Montaigne est mort six ans avant la promulgation de l'Édit de Nantes, mais il en aurait vraisemblablement approuvé les dispositions essentielles. C'était un pragmatique, allergique aux controverses entre protestants et catholiques, controverses qu'il jugeait stériles et à vrai dire sans grand intérêt (on parlerait aujourd'hui d'idéologie). Sa préoccupation première n'était pas d'ordre ecclésial, mais politique. Comme d'autres à la même époque, il s'employait à maintenir les ponts entre les factions aux prises, tout en travaillant à la recherche d'un compromis. Lui-même connaissait bien Henri IV, qu'il avait rencontré à plus d'une reprise avant son accession au trône et même reçu une fois chez lui à Montaigne. Après avoir, dans un premier temps(8), placé son espoir dans une réforme intérieure de l'Église catholique, réforme dont il escomptait, si elle se réalisait, qu'elle convaincrait les protestants de réintégrer le giron de l'Église (programme qui était aussi celui de son ami La Boétie), il en était progressivement venu à penser que la seule manière de ramener la paix civile en France était de prendre acte de la division confessionnelle du pays, et donc de reconnaître aux protestants la liberté, non seulement de conscience, mais d'organisation et de culte. Cette formule n'était pas en elle-même sans défaut, mais selon Montaigne elle était la mieux adaptée à la réalité.

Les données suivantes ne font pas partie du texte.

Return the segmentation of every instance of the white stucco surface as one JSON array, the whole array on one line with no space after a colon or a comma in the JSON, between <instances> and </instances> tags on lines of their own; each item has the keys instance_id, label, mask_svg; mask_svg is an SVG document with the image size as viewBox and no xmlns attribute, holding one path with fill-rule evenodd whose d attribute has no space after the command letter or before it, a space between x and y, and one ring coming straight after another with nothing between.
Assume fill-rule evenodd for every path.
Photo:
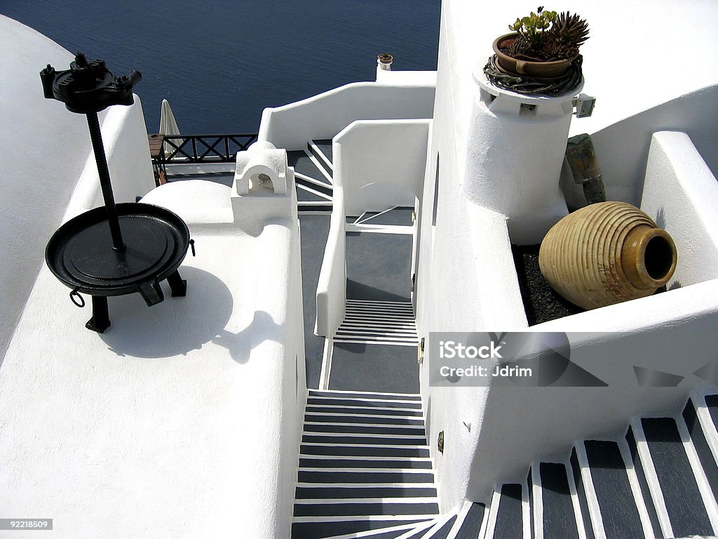
<instances>
[{"instance_id":1,"label":"white stucco surface","mask_svg":"<svg viewBox=\"0 0 718 539\"><path fill-rule=\"evenodd\" d=\"M0 70L4 79L0 98L1 357L43 264L45 244L61 222L90 144L84 117L42 95L40 70L48 63L69 65L72 55L2 15L0 35Z\"/></svg>"},{"instance_id":2,"label":"white stucco surface","mask_svg":"<svg viewBox=\"0 0 718 539\"><path fill-rule=\"evenodd\" d=\"M653 134L640 208L676 244L668 290L718 278L718 182L685 133Z\"/></svg>"},{"instance_id":3,"label":"white stucco surface","mask_svg":"<svg viewBox=\"0 0 718 539\"><path fill-rule=\"evenodd\" d=\"M699 188L698 192L705 195L707 189L712 189L707 187L710 178L705 172L714 162L712 150L715 148L716 113L715 107L707 103L714 94L717 80L714 71L709 73L704 66L707 61L710 65L718 63L718 50L712 47L705 56L690 59L680 51L688 32L697 29L704 34L710 34L709 21L715 19L718 4L699 1L680 6L668 4L671 7L666 9L670 12L680 11L680 15L666 17L665 10L656 9L644 1L600 4L577 1L565 8L570 7L572 12L585 17L591 27L592 37L582 48L585 78L583 91L597 99L593 116L574 119L568 135L582 132L594 135L609 196L635 204L641 203L651 135L655 131L673 129L671 125L679 126L688 133L695 145L696 153L691 157L679 156L677 161L681 166L678 168L685 172L689 168L695 169L689 163L699 163L696 155L701 157L706 162L696 170L707 180L699 180L704 186ZM420 214L416 286L420 337L437 331L504 331L526 327L505 223L506 213L516 203L513 199L517 195L513 181L516 174L509 175L512 180L506 185L500 184L505 175L501 173L502 163L510 169L511 157L505 147L498 149L493 143L503 132L477 129L472 108L476 106L480 94L473 75L477 69L480 70L491 54L493 39L507 32L507 25L517 17L528 14L536 7L528 1L493 4L490 9L464 0L442 4L434 121ZM625 48L625 41L620 37L630 35L635 41L636 21L640 21L638 24L640 27L638 31L640 42L651 44L651 54L641 56L640 67L634 64L630 68L621 67L617 72L612 62ZM671 78L667 83L662 70L668 64L681 65L681 72L684 66L689 65L686 73L695 73L696 76ZM518 135L513 140L518 141L517 146L521 149L528 145L533 152L534 147L548 144L553 148L554 142L561 143L548 140L551 133L544 131L529 136L530 124L523 132L517 127ZM488 129L499 127L490 126ZM540 155L541 150L536 153ZM653 170L676 167L676 156L663 161L663 164L653 167ZM654 158L653 162L654 165L661 163L661 160ZM485 196L472 196L476 190L469 189L466 201L461 193L462 186L472 187L476 179L471 175L475 172L475 166L491 169L493 176L488 179L499 184L500 189L497 193L487 189ZM435 184L434 175L437 167L438 182ZM559 170L558 162L556 184ZM531 165L525 163L518 173L528 178L532 172ZM663 172L658 175L663 176ZM673 226L677 225L686 231L697 226L703 231L699 241L709 244L712 236L704 231L712 218L706 216L714 215L715 210L712 203L705 201L706 196L694 208L686 202L695 194L696 184L691 183L689 175L676 172L672 180L661 178L647 180L647 185L653 185L647 192L661 193L661 203L665 206L666 215L671 213L675 216ZM686 188L684 180L676 179L679 176L692 187ZM673 196L673 193L677 196ZM539 193L538 198L544 194ZM518 212L524 213L528 223L538 215L536 208L531 206L533 198L528 197L528 206ZM432 211L432 201L436 212ZM488 203L491 201L497 203ZM503 206L499 207L499 204ZM707 204L711 209L701 209ZM484 206L498 210L493 219L481 208ZM648 206L653 211L660 207L654 202ZM668 212L669 208L673 209ZM696 211L686 213L689 208ZM679 224L679 215L689 213L697 216L700 222ZM679 235L682 236L682 233ZM472 245L477 249L467 248ZM706 251L696 249L696 257L702 262L701 271L707 272L707 276L712 270L705 262L712 254L706 254ZM701 254L698 254L699 252ZM612 348L606 343L602 348L587 346L583 349L585 355L578 356L581 364L589 370L598 365L601 365L599 370L602 373L613 369L611 379L614 381L616 377L623 376L624 370L618 367L629 363L628 358L645 368L676 372L675 365L671 370L671 360L674 354L669 351L673 349L666 346L665 340L656 338L656 333L648 331L646 328L675 326L676 332L669 333L675 336L681 331L688 334L692 328L712 323L716 305L712 298L715 295L709 290L714 286L713 282L705 282L645 298L647 303L629 302L584 313L536 326L535 329L615 331L635 334L635 343L620 342ZM647 316L647 312L651 315ZM681 364L683 370L691 366L695 370L708 361L705 350L713 349L714 346L704 346L705 342L701 344L700 338L698 337L694 349L691 349L695 356ZM590 339L588 342L596 344ZM643 351L634 353L634 345ZM587 436L592 430L617 432L620 428L625 428L633 413L670 409L685 396L691 384L699 383L695 377L687 377L686 387L676 390L642 393L635 391L634 384L630 389L610 392L607 397L605 393L594 395L588 392L585 398L583 388L564 388L556 392L537 390L531 395L526 391L512 393L503 389L495 391L481 387L450 391L428 387L426 366L425 360L421 388L428 437L441 484L442 510L465 497L487 502L494 481L521 479L518 474L525 475L534 458L548 457L552 452L556 458L563 458L577 438ZM610 406L600 405L605 398L610 401ZM515 421L517 418L518 423ZM446 443L443 454L436 451L437 436L441 430L444 432ZM508 476L511 474L513 476Z\"/></svg>"},{"instance_id":4,"label":"white stucco surface","mask_svg":"<svg viewBox=\"0 0 718 539\"><path fill-rule=\"evenodd\" d=\"M187 295L110 298L103 334L40 271L0 367L4 514L73 539L288 535L306 395L298 230L274 220L253 236L186 212L187 195L226 209L228 191L146 197L190 224Z\"/></svg>"}]
</instances>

C'est ce qu'il explique à mots couverts dans les Essais. Ainsi, au chapitre 1, 23, Montaigne dit que le Prince doit veiller à ne pas adopter une attitude trop rigide face à d'éventuels dissidents ou opposants. Plutôt que de s'enfermer dans le tout ou rien, il a parfois intérêt à lâcher du lest : « La fortune, reservant tousjours son authorité au-dessus de nos discours, nous présente aucune fois la nécessité si urgente qu'il est besoing que les lois lui facent quelque place »(9). On relèvera ici la référence à la nécessité. C'est le vocabulaire de Machiavel. Un peu plus loin dans le texte, Montaigne parle des exigences liées à la «nécessité publique»(10). Montaigne est un réaliste : tout comme Machiavel il considère que la politique a partie liée avec la force. Les principes ont certes leur importance (ici l'unité confessionnelle du pays), mais c'est un tort que de s'y accrocher trop obstinément. Mieux vaut « faire vouloir aux loix ce qu'elles peuvent, puis qu'elles ne peuvent ce qu'elles veulent », dit-il encore(11). On pourrait parler de tolérance, mais la tolérance n'est pas ici voulue pour elle-même, elle répond à un calcul stratégique, stratégie qui est celle de la résistance flexible : on échange de l'espace contre du temps. Face à un ennemi trop puissant ou entreprenant, le mieux encore est d'éviter l'affrontement ouvert, ne serait-ce que pour préserver ses forces, dans la perspective d'une éventuelle contre-offensive.